When I was sixteen, I sat on the floor of the hallway in a stranger’s home, back against the wall, next to the Youth Minister, similarly situated. Asking him the hard questions.
He didn’t have any answers, of course, (he was barely older than I was,) but he insisted upon repeating the same handful of questions: “Have you accepted Christ as your Savior? Are you active in Bible-study, both personal and corporate? Have you been baptized? How often do you pray? Have you asked Jesus to answer your questions?”
So on and so forth for about an hour, while all my peers were playing pool and foosball and hanging out in the backyard on the dock over the water and eating chips and pizza.
At age thirteen, I had said the sinner’s prayer and was baptized into my family’s faith. Throughout my junior high and high school career, I spent every Sunday and Wednesday at church. Frequently seeking a compassionate ear. Always asking those same hard questions. Always, always getting the same trite responses to my desperate inquiry. And almost always having my honest doubts dismissed, belittled, rejected.
It got old.
It’s still old. I just try to avoid those scary conversations with true, sincere believers. Especially those of the Protestant persuasion. Well, sort of.
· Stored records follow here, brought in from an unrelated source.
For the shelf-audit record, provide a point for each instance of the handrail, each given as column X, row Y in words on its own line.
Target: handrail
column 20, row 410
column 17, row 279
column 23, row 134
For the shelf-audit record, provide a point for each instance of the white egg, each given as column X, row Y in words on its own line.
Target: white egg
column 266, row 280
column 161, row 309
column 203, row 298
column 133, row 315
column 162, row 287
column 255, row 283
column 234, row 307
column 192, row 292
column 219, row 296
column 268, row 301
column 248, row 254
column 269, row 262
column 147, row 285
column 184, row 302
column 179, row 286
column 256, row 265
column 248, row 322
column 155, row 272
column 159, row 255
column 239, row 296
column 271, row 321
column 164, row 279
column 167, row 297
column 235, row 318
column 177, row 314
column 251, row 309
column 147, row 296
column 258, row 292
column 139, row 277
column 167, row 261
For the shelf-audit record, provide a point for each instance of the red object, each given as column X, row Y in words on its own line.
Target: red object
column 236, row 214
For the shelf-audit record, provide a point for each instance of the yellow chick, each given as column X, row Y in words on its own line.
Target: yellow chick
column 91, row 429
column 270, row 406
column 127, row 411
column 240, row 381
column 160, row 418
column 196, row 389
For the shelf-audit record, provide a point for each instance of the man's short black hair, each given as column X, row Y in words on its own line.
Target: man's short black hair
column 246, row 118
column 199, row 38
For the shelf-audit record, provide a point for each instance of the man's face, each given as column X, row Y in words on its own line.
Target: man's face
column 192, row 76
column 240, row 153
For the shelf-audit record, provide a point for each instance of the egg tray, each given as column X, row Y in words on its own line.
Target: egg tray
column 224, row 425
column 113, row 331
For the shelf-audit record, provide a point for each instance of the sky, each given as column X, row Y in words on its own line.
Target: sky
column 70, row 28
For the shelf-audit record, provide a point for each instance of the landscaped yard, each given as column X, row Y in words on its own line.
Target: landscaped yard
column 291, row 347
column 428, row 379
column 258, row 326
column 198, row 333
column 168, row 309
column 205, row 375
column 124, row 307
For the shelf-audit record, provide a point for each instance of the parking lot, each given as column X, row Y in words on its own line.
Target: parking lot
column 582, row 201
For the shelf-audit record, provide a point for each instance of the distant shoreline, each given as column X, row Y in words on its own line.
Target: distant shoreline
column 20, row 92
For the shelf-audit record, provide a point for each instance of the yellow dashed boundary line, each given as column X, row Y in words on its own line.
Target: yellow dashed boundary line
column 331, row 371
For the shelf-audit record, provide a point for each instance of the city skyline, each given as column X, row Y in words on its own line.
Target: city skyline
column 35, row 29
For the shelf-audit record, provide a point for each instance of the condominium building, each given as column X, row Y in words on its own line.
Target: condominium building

Anyway, I read something encouraging recently (emphasis mine):
Doubt and silence has been written out of the Western view of God.
Protestant and evangelicals not only like to speak about God, they also like to assert about God. Doubt it not a part of our paradigm; thus, when somebody begins to doubt aspects of Christianity, it’s frowned upon, whereas in some Christian traditions – especially Orthodox and in some cases Catholicism – doubt is an accepted form of worship.
Holy Saturday is the Holy Day where doubt and silence is the PROPER POSITION of worship. Holy Saturday is the Holy Day between Good Friday and Easter. It’s a day when we attempt to understand what the Disciples of Christ were feeling during that dark day of death … the day Jesus was in the tomb.
A day when we try to understand, as the disciples had, the crucifixion WITHOUT the knowledge of the resurrection. When death and tragedy has cast a dark shadow on life and God, I remember Holy Saturday.
As odd as this sounds, I’ve learned to worship while doubting both God’s existence and the afterlife.